Publicações sobre água contaminada: veja os esclarecimentos

Alguns órgãos de imprensa publicaram, no transcorrer do mês de abril, matérias versando sobre a contaminação da água que utilizamos. Segundo alguns textos, a água estaria contaminada com diversos tipos de agrotóxicos, os quais podem desenvolvem câncer, defeitos congênitos e distúrbios endócrinos. Uma das publicações dizia inclusive que a água fornecida não servia sequer para cozinhar. 
Claro que as publicações fizeram com que outras pessoas  publicassem posts e textos nas redes sociais, fato que causou alarde no seio da população.
Buscando esclarecimentos sobre isso, o Jornal da Cidade entrou em contato com a Sabesp, empresa responsável pela água fornecida para a população e obteve esclarecimentos que colocam as coisas nos seus devidos lugares.

Nota da SABESP 
“A água fornecida pela Sabesp não está contaminada. A Companhia garante a segurança do abastecimento da população, por meio de testes diários realizados em laboratórios certificados pelos órgãos competentes. Sempre que necessário, para segurança da população, os testes são refeitos. 

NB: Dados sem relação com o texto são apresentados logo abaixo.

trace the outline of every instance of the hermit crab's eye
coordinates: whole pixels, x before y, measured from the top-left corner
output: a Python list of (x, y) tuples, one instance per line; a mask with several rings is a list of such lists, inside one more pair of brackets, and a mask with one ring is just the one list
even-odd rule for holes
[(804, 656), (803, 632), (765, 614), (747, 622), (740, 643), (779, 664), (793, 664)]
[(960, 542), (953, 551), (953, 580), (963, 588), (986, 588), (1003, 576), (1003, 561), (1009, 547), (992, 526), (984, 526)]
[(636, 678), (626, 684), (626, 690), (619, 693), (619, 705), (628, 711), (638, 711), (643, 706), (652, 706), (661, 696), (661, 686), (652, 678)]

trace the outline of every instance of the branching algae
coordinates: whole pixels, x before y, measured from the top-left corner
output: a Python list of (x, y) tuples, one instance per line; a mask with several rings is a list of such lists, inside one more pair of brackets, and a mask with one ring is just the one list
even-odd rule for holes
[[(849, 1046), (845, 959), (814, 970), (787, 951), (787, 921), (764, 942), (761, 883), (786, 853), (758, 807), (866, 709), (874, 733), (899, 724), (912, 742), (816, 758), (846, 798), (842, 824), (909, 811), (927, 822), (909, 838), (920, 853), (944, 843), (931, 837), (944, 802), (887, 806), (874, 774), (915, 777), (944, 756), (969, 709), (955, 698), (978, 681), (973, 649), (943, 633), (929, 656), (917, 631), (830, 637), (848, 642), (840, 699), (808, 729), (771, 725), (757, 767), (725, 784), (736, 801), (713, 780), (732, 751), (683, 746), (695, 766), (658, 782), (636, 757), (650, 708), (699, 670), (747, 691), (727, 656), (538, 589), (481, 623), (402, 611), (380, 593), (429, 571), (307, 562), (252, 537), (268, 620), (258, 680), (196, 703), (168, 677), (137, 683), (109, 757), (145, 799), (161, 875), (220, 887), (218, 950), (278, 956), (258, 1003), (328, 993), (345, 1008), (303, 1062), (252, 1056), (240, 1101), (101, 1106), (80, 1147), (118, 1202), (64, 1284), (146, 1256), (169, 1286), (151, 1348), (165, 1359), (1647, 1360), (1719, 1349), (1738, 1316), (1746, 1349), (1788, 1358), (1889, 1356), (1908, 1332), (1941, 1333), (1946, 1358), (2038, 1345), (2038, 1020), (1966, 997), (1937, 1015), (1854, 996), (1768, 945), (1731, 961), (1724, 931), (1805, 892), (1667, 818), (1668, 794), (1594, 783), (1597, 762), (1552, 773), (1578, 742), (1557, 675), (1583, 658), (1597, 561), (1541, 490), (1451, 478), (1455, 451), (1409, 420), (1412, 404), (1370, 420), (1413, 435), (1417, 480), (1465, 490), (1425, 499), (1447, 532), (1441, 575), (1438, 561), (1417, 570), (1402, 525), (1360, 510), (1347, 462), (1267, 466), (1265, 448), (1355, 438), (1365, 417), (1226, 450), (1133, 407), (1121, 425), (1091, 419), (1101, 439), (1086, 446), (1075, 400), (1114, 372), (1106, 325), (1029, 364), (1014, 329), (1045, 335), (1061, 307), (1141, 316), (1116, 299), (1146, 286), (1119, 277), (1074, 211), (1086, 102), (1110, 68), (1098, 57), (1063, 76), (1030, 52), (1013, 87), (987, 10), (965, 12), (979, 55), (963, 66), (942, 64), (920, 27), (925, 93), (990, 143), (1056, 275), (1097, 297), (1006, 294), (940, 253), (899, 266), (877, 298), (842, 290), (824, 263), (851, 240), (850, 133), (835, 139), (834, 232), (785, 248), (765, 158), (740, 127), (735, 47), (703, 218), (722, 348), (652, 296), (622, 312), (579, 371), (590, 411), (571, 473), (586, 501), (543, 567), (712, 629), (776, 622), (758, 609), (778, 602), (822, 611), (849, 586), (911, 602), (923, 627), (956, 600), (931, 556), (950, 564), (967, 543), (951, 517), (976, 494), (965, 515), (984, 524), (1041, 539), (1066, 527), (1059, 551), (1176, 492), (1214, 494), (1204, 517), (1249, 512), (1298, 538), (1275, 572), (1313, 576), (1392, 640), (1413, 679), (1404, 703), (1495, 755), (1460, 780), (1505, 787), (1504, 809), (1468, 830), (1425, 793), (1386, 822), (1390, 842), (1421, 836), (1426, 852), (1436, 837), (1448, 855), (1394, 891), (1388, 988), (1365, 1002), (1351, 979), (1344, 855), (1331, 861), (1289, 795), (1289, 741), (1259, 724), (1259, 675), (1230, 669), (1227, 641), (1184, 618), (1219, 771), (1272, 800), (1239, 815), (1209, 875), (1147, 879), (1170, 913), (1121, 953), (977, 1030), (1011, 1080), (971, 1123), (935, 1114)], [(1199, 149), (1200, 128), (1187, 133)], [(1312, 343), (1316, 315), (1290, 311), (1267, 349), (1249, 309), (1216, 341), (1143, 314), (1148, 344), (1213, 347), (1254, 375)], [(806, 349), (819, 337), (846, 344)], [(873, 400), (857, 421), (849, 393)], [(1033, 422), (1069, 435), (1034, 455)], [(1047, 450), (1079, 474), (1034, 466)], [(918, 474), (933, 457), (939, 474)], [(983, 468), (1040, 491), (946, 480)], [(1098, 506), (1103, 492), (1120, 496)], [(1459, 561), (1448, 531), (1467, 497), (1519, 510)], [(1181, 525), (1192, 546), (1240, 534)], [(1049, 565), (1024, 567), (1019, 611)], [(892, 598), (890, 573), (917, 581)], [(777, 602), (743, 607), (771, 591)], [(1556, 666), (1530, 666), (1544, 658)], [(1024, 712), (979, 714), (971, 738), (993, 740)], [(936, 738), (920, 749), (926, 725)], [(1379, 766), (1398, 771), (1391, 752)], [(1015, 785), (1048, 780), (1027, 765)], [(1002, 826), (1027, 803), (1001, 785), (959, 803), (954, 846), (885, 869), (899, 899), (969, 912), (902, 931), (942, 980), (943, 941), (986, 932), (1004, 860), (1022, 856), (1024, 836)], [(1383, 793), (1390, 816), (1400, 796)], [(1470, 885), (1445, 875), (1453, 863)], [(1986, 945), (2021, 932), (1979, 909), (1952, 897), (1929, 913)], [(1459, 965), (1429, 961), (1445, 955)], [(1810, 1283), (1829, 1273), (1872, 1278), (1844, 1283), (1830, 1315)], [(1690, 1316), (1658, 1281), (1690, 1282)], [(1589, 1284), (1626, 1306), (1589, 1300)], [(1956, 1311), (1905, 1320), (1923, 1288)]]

A legislação brasileira, do Ministério da Saúde, estabelece parâmetros seguros de substâncias encontradas na água conforme definições da Organização Mundial de Saúde (OMS). Para controlar isso, são realizados 90 tipos de testes e mais de 90 mil análises mensais que aferem turbidez, cor, cloro, coliformes totais, metais, agrotóxicos, dentre outros. 
Os relatórios de qualidade da água são enviados mensalmente ao Ministério da Saúde e também são disponibilizados às Vigilâncias Sanitárias dos municípios. Além disso, os clientes podem conhecer esses resultados na conta de água ou pelo site da Sabesp (www.sabesp.com.br).”
Ouvimos também uma especialista da área, ou seja, a entrevista da professora de química e coordenadora do laboratório de química da  Unicamp, Cassiana Montanhez, na qual ela diz que existe sim contaminação do solo por agrotóxicos, o que leva a contaminação aos mananciais e aquíferos, porém ela garante que na água tratada as concentrações encontradas não são alarmantes, que são concentrações muito baixas, residuais, ou seja: são reflexo do que é encontrado nos mananciais. Por isso, é importante cuidarmos dos mananciais, para evitar a contaminação por agrotóxicos. Diz ela: "O uso intensivo de agrotóxicos no nosso dia a dia reflete na água, vai estar presente em quantidades muito, muito pequenas".
A professora pondera que o Brasil segue os parâmetros internacionais, definidos pela Organização Mundial de Saúde (OMS).